How to verify these series expansions? We know that $$ x - \frac{x^2}{2} + \frac{x^3}{3} - \frac{x^4}{4} + \frac{x^5}{5} - \cdots (-1)^n \frac{x^{n+1}}{n+1} + \cdots = \log (1+x) $$ whenever $-1<x<1$. What can we say if $x=1$? 
That is, does the series $$ 1 - \frac{1}{2} + \frac{1}{3} - \frac{1}{4} + \frac{1}{5} - \cdots (-1)^n \frac{1}{n+1} + \cdots $$ converge to $\log 2$? If so, how to prove this fact rigorously? 
And what about the behavior of the series $$ x - \frac{x^3}{3} + \frac{x^5}{5} - \frac{x^7}{7} + \frac{x^9}{9} - \cdots (-1)^n \frac{x^{2n+1}}{2n+1} + \cdots, $$
which converges to $\arctan x$ for $-1<x<1$, at the points $x = \pm 1$? 
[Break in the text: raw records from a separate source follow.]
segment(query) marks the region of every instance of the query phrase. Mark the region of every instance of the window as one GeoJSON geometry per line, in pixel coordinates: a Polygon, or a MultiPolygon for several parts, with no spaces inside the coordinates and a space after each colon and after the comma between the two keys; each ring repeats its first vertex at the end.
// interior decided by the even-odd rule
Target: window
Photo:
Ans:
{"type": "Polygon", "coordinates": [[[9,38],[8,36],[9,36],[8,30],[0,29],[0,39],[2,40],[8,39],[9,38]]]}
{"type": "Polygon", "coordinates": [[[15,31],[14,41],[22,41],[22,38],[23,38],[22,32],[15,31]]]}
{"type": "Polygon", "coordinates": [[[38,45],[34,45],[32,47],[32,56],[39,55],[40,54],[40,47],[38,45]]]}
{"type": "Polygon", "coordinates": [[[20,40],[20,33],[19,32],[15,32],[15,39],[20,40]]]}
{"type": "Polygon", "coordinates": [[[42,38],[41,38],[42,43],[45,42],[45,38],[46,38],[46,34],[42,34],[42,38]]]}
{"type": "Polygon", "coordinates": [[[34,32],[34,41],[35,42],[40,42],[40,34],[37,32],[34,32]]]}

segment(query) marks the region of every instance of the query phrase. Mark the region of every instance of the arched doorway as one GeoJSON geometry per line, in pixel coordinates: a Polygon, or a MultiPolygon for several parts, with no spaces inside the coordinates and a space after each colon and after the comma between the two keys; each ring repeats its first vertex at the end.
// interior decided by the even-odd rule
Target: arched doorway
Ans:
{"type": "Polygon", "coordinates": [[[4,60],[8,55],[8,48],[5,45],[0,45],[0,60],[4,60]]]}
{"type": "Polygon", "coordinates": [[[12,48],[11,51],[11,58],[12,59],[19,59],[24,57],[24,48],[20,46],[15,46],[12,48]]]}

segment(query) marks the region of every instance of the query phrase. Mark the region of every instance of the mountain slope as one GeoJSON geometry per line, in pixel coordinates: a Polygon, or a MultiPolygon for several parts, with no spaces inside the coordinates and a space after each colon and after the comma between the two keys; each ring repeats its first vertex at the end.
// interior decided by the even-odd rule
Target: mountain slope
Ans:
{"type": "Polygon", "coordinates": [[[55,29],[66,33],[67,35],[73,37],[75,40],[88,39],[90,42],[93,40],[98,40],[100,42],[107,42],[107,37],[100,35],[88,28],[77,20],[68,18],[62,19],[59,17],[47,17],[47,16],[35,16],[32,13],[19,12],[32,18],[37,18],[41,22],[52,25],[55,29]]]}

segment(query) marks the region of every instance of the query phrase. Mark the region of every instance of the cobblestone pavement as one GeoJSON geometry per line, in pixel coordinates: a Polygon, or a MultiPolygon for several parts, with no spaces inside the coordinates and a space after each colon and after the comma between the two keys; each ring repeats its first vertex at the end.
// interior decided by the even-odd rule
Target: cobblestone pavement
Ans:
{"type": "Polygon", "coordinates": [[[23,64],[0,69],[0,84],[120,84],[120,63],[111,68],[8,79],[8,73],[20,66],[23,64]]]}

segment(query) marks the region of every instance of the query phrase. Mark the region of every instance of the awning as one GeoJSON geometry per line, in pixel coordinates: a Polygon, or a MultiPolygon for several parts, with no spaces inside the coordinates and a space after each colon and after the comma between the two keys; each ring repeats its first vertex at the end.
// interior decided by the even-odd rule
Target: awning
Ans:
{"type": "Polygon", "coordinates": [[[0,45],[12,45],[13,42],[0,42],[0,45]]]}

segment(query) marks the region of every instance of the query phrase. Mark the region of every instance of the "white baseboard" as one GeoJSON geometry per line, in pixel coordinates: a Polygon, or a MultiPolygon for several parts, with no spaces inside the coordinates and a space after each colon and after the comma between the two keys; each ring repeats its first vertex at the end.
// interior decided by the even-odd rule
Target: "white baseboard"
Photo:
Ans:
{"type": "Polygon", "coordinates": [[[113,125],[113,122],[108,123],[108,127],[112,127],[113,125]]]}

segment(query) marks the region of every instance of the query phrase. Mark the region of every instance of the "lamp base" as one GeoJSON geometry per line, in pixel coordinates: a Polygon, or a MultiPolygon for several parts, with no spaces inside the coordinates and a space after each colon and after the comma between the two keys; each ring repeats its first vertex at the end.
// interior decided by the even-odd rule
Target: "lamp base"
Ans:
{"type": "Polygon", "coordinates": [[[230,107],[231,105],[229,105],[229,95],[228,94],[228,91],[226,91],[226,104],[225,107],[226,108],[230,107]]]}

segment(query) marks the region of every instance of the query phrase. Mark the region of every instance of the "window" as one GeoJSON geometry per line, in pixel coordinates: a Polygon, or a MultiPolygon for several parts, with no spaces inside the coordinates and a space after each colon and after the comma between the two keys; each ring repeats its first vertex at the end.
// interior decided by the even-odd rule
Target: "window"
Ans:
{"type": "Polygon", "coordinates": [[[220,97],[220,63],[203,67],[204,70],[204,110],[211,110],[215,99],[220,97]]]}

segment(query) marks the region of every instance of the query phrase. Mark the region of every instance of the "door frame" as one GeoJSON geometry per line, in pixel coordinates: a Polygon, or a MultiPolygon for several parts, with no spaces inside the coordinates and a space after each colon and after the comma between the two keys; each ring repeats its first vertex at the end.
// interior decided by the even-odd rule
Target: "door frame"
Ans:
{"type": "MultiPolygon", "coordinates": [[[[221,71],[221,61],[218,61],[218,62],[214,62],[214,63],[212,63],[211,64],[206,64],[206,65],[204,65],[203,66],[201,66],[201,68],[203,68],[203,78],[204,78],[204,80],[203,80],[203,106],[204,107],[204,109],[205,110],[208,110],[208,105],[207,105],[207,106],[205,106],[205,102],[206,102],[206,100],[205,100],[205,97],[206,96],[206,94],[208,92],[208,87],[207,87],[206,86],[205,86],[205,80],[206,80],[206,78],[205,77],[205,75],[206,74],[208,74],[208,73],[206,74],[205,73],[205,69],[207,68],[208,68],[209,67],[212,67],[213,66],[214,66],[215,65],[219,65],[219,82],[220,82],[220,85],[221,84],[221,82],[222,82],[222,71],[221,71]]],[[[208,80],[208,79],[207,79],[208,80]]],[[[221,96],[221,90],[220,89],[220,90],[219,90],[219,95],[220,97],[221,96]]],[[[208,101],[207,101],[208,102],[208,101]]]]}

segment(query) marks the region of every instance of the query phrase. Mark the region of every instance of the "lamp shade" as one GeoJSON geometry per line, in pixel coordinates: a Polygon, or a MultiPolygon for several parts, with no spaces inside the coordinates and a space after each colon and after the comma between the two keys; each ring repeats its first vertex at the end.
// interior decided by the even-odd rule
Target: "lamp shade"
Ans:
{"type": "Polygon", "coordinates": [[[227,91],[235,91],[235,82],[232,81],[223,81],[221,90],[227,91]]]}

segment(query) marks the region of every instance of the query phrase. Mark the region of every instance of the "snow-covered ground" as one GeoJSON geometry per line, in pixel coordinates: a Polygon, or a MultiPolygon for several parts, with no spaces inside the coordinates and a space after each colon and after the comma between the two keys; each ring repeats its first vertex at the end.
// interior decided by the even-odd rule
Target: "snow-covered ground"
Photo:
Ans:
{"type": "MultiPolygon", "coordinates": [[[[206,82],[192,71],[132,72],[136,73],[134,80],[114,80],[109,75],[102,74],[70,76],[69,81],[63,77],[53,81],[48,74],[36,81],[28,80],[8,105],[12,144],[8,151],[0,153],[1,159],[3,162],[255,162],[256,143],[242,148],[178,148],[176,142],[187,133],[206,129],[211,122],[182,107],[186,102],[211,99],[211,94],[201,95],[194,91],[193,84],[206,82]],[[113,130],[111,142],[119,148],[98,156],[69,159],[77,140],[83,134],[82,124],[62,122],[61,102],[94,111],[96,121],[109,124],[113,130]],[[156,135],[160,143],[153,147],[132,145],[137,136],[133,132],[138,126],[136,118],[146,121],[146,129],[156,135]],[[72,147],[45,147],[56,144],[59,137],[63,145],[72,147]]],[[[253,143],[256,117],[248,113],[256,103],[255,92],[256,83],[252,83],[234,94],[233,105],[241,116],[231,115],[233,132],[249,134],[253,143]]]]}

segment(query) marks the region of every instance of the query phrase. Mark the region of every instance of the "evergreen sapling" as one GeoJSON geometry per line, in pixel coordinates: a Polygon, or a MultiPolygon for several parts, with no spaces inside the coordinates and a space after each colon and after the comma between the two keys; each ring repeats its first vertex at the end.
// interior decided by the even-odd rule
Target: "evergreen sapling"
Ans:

 A: Daniel's comment already has the solution: since
$$\sum_{n=1}^\infty \frac{(-1)^{n-1}}n$$
converges (Leibniz series) and the power series
$$\sum_{n=1}^\infty\frac{(-1)^{n-1}x^n}n=f(x)$$
converges for $\,|x|<1\,$ to a function $\,f(x)\;$ , then Abel's Theorem gives us
$$\lim_{x\to 1^-}f(x)=\sum_{n=1}^\infty \frac{(-1)^{n-1}}n$$
from here, the sum of the above series indeed is 
$$\lim_{x\to 1^-}\log(1+x)=\log2\;$$ since, of course, $\,f(x)=\log(1+x)\;$
A: Note that for $x\lt1$
$$
\frac{x^{2k-1}}{2k-1}-\frac{x^{2k}}{2k}\gt0
$$
and
$$
\frac{\mathrm{d}}{\mathrm{d}x}\left(\frac{x^{2k-1}}{2k-1}-\frac{x^{2k}}{2k}\right)
=x^{2k-2}-x^{2k-1}\gt0
$$
Thus, as $x\to1^-$,
$$
f(x)=\sum_{k=1}^\infty\left(\frac{x^{2k-1}}{2k-1}-\frac{x^{2k}}{2k}\right)
$$
is a positive series, increasing termwise to
$$
f(1)=\sum_{k=1}^\infty\left(\frac1{2k-1}-\frac1{2k}\right)
$$
which converges. Thus, by dominated convergence,
$$
\lim_{x\to1^-}f(x)=f(1)
$$
The same argument works for
$$
g(x)=\sum_{k=1}^\infty\left(\frac{x^{4k-3}}{4k-3}-\frac{x^{4k-1}}{4k-1}\right)
$$